In her seventh novel, Mimi (one of three interlinked and interchangeable characters whose names play on "me'', Mimi, Miriam and Mel) is a middle- aged woman who habitually avoids intimacy by falling asleep. When she decides on impulse to fetch help for a comatose female tramp in a car park, the derelict stranger turns out to be, or echo, Mimi's appalling mother, Leah. So far it might be a parable of the neglected child forced to mother the neglecting parent, forced to give what she has never received. But nothing is simple in this book. While unconscious, Leah is re-named 'Bella' by paramedics, and when Bella next appears, she is a much younger victim of a terrorist bomb, left faceless by the explosion, involved in a strange relationship with a man who only loves her when she is completely vulnerable. Yet another version of Bella/Leah is an ex-nun with a passion for solitude, like Mimi's. Sex, described with a lingering precision and intensity that Diski awards almost nothing else, periodically galvanises both Mimi's and Bella's lives, and they are linked too by a recurrent theme of leaving and being left.

The narrative is startlingly discontinuous; once you have accepted that, the novel becomes easier to navigate. In the end a mirrored structure emerges, hinted at by a passage where Mimi lies in bed (characteristically) trying to form figures with her legs; "Later, she thought, she would reverse the position of her legs, just for symmetry's sake, even if the 4 it made would be no more than a mirror image of the written sign...'' It's a novel that is very aware of its own structure, never swept from its moorings by the story.

She's not really interested in individual characters either. The underwater world of the psyche is what she dives for, the deep, oblique structures that make us what we are rather than what we seem to be, the repetitive patterns we cannot escape. The result for the reader is a mixture of excitement and frustration as one character fragments into another and the floor of the narrative world suddenly drops away beneath our feet.

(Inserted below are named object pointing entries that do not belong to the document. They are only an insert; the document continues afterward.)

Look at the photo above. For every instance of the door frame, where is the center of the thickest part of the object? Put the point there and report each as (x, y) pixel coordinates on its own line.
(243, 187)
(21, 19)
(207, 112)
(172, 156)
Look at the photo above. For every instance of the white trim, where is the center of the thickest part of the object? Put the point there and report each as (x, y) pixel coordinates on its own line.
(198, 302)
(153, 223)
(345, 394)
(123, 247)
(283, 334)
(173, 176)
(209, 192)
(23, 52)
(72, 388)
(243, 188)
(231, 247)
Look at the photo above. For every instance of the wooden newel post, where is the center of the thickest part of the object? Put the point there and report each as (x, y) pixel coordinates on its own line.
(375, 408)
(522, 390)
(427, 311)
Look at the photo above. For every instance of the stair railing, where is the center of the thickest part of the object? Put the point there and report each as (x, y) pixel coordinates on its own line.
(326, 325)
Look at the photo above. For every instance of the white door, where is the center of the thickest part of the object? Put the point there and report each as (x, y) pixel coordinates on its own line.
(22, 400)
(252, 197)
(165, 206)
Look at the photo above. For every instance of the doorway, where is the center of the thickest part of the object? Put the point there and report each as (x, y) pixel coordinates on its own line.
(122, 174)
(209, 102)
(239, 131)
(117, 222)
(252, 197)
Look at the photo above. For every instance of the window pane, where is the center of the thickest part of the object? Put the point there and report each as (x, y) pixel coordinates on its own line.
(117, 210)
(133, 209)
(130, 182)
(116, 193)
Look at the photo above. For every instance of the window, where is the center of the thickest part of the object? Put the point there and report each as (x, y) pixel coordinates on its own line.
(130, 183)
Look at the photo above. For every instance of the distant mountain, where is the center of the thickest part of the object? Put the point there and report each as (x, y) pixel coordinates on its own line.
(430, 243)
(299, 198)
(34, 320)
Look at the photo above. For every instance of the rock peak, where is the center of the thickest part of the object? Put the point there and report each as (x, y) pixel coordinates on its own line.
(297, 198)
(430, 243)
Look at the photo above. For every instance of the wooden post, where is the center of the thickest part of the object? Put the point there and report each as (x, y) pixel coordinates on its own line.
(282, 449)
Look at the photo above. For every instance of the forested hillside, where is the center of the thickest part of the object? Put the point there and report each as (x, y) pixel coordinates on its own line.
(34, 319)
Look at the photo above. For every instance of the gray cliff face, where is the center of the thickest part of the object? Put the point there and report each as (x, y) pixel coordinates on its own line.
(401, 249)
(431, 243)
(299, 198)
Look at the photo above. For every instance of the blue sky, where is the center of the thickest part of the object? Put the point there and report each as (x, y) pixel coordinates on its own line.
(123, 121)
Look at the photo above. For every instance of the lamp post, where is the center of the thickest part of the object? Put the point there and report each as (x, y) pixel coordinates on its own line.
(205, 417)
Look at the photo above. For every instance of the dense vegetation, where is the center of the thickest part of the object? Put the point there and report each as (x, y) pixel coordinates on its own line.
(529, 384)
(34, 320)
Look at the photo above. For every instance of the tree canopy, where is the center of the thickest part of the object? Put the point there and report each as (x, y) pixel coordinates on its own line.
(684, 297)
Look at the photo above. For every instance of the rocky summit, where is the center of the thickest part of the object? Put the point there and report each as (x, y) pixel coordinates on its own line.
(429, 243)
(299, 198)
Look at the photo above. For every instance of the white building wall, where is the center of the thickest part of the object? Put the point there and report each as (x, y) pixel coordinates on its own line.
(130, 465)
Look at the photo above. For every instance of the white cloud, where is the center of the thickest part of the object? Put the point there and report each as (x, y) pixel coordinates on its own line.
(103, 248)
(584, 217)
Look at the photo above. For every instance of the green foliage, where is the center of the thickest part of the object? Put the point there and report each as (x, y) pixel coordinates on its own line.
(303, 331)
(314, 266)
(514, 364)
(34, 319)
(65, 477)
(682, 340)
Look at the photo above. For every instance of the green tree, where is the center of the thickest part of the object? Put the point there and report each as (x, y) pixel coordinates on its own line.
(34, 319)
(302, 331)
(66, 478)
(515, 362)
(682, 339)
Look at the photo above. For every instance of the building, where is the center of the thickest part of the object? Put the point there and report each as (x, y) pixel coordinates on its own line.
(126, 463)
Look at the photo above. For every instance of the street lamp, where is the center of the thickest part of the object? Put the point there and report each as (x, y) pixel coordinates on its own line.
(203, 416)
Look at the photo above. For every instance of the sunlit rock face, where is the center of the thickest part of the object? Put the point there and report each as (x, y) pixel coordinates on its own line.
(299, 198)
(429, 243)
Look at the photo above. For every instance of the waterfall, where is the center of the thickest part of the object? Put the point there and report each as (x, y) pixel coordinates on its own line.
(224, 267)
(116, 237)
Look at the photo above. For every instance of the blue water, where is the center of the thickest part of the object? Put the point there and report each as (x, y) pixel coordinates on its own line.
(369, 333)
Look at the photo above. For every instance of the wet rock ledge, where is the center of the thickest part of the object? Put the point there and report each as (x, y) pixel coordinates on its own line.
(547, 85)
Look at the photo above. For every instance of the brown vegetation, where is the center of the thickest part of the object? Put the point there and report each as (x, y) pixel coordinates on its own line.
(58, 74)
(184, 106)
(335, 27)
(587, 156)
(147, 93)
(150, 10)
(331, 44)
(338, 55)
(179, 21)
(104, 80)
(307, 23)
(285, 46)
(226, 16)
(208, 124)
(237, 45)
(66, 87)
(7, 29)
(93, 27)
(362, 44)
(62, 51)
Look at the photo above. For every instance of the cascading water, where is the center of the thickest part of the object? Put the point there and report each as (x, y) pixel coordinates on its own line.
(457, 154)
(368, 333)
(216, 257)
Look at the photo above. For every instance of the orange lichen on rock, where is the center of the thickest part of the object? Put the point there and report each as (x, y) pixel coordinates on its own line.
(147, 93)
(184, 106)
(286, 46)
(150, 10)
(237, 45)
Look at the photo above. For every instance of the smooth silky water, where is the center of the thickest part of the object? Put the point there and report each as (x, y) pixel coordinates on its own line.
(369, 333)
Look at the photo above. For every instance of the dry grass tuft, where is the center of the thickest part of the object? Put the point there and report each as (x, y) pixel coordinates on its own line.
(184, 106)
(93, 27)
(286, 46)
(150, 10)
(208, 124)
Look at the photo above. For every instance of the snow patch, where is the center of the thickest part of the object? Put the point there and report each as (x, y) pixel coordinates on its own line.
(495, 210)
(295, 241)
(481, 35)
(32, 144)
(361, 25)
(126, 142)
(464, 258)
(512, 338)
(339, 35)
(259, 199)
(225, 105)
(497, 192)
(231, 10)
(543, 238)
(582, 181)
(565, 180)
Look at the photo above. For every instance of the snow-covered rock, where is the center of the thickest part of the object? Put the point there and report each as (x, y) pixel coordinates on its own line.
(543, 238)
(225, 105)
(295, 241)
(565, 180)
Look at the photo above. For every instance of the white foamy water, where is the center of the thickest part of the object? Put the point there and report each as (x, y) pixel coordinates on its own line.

The Dream Mistress is energised by erotic obsession but rarely warmed by love. In some passages I suspect Diski was bored, and the language becomes ponderous and strained. An editor should have cut by half sentences like "The unknown distances trod between the tramp's conclusion and her absent story gave Mimi a vertiginous sense that she might, for all Mimi could fathom, have been someone she had known.'' But Diski's dry, cool wit holds chaos at bay, and an unexpected unfolding into profound and magical lyricism in the last pages - Mimi's dream of a long sea-voyage - made me long for more.